Can wewe feel my sorrow?


Scourge this body
sodden kwa sweat
and never been washed away.
Can wewe imagine the pain?


Trapped and tied for this place,
that's your fate,
wewe will never run away.
Can I just fade away?


wewe have fought before.
Will wewe keep fighting now?
This dawn is always the same,
siku full of difficulties,
sweaty shati and empty eyes,
shaking hand that holds
this cigarette,
mind that wander in
yellow field.
Can wewe forgive your life now?
posted by Ayaka
The line 'love is a fallacy' isn't justified,
it is evidence of a coward's voice.
But when upendo is understood, pain is nullified
it all fades away as we smile and rejoice.

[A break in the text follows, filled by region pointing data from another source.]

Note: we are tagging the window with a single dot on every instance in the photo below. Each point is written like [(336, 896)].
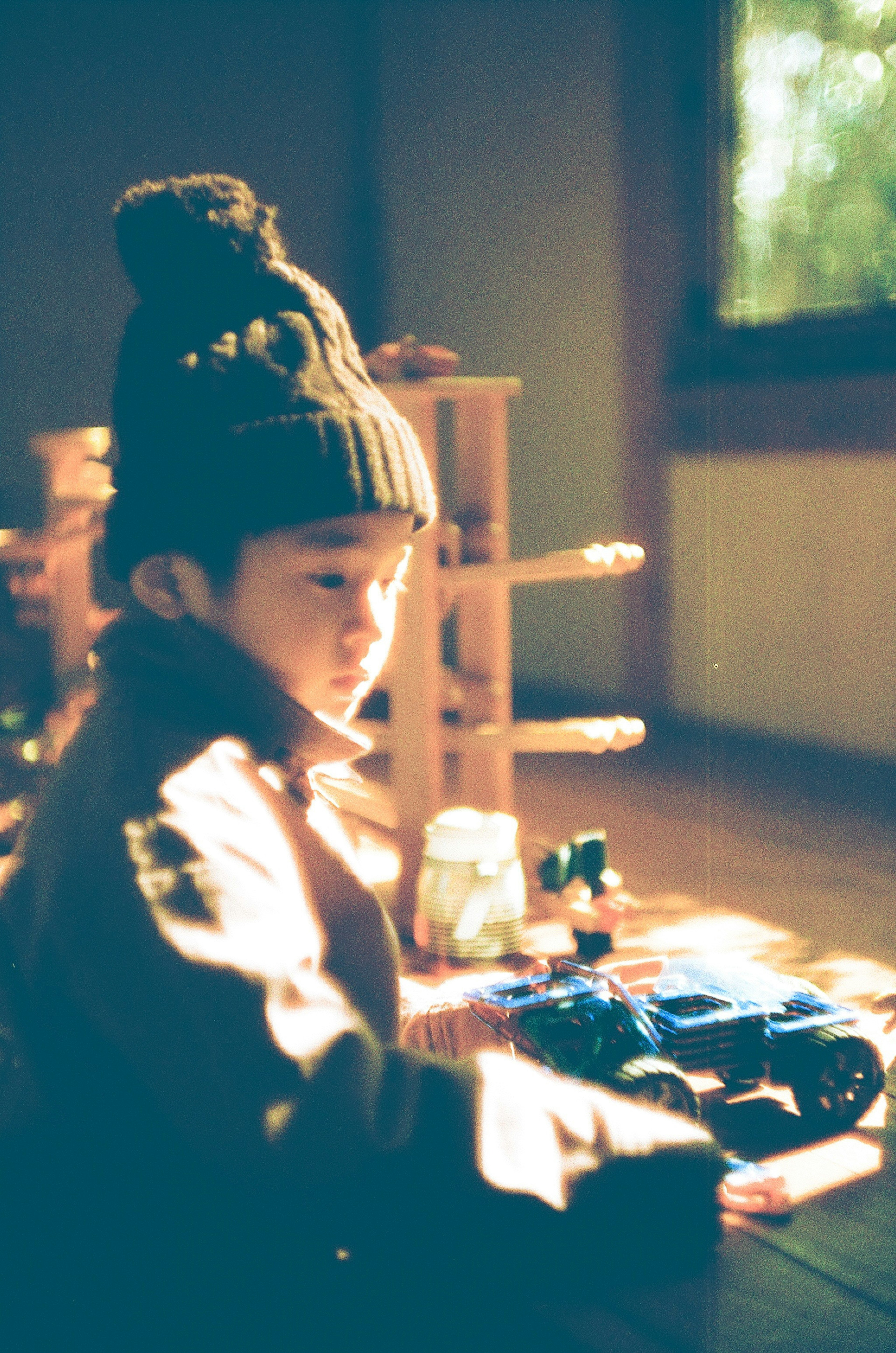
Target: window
[(809, 171)]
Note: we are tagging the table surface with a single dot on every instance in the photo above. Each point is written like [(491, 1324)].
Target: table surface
[(821, 1282)]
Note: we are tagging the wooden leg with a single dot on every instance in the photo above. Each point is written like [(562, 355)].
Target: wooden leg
[(484, 613), (415, 712)]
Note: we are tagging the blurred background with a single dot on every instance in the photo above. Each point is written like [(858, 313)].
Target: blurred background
[(532, 183)]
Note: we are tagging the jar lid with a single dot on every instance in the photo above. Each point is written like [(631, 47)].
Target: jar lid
[(464, 835)]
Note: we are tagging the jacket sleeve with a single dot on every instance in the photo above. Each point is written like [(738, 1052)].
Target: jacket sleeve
[(218, 995)]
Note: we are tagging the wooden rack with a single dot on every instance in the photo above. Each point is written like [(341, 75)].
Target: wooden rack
[(466, 566)]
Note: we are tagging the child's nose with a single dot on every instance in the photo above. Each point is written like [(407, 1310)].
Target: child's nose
[(364, 624)]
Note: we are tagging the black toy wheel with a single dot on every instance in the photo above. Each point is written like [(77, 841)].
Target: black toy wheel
[(657, 1083), (838, 1078)]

Know that dhahabu has no value to the soul
that it cannot just simply fill and empty hole.
upendo cannot be sold; neither can it be bought
but the truth that upendo can hold, can only be caught.

I would not compare upendo to a rose
the comparative pairing is what I find far too bold.
upendo is meant to be kept exclusive and beautiful,
not to be shown off which isn't meaningful.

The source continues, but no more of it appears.